Israele ammassa forze militari a ridosso di Gaza mentre continuano gli attacchi aerei: notizie in diretta*

Virginia Pietromarchi e Arwa Ibrahim

13 maggio 2021 – Al Jazeera

Secondo l’autorità sanitaria il bilancio delle vittime a Gaza sale a 87, mentre Israele accresce il numero di soldati e carri armati al confine dell’enclave palestinese sotto assedio.

*Nota redazionale. A oggi sabato sera 15 maggio il bilancio delle vittime e di feriti è il seguente: 140 morti di cui 39 bambini e 950 i feriti.
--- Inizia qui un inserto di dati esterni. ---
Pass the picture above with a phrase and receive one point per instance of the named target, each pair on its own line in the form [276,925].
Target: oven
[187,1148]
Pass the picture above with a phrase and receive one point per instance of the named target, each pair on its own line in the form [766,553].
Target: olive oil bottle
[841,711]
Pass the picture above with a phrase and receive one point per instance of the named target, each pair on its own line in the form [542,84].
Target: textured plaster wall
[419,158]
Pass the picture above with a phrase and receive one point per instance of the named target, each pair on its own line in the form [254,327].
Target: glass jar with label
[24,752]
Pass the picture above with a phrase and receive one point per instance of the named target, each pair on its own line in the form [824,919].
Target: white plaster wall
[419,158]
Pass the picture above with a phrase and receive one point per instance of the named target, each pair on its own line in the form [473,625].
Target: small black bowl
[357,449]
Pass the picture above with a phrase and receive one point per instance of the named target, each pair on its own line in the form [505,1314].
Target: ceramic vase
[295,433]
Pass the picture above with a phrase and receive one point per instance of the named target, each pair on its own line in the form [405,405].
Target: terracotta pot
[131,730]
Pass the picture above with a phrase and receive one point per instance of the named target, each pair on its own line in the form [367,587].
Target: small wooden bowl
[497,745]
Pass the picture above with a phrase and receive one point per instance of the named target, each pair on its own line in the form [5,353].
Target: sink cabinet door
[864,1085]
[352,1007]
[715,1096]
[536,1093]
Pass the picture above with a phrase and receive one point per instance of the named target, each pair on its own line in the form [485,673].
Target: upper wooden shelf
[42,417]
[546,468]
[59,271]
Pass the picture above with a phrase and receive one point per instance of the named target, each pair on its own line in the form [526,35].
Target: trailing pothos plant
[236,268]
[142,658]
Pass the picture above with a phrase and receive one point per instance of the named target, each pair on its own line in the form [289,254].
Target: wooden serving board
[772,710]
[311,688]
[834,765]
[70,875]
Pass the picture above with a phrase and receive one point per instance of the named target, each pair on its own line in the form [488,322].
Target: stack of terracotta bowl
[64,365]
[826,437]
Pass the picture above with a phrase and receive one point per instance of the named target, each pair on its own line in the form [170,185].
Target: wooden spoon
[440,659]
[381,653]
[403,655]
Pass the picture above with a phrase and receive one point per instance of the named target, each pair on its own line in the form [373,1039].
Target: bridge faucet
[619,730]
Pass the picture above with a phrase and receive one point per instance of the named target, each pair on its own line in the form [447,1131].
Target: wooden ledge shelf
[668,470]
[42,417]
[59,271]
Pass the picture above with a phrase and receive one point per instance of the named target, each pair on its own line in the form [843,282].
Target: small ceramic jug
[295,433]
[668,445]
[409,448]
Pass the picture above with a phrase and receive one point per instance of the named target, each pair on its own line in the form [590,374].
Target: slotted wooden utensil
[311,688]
Giovedì i caccia israeliani hanno continuato ad attaccare gli edifici più alti e altri obiettivi nella Striscia di Gaza mentre Israele ha intensificato il suo dispiegamento di truppe e carri armati vicino all’enclave palestinese assediata.

I palestinesi hanno trascorso il primo giorno della festa religiosa di Eid al-Fitr [la festa al termine del mese di digiuno del Ramadan, ndtr.] sotto incessanti bombardamenti aerei, mentre il ministero della Salute di Gaza ha annunciato che almeno 87 persone, tra cui 18 bambini, sono state uccise dall’inizio dell’offensiva israeliana nella tarda serata di lunedì. Oltre 530 sono rimaste ferite.

Sono stati anche uccisi almeno sei israeliani e un cittadino indiano. L’esercito israeliano ha affermato che centinaia di razzi sono stati lanciati da Gaza verso varie località in Israele e che sono stati aggiunti rinforzi a ridosso della parte orientale dell’enclave.

In diverse città all’interno di Israele si è anche intensificata la violenza degli scontri tra ebrei israeliani e cittadini palestinesi di Israele.

Ecco gli ultimi aggiornamenti

43 minuti fa (16:52 )

Mentre divampa il conflitto israelo-palestinese Biden sollecita la riduzione degli attacchi missilistici.

Con l’intensificarsi del conflitto a Gaza il presidente degli Stati Uniti Joe Biden ha chiesto una de-escalation della violenza in Medio Oriente, affermando di voler assistere ad una significativa riduzione degli attacchi missilistici.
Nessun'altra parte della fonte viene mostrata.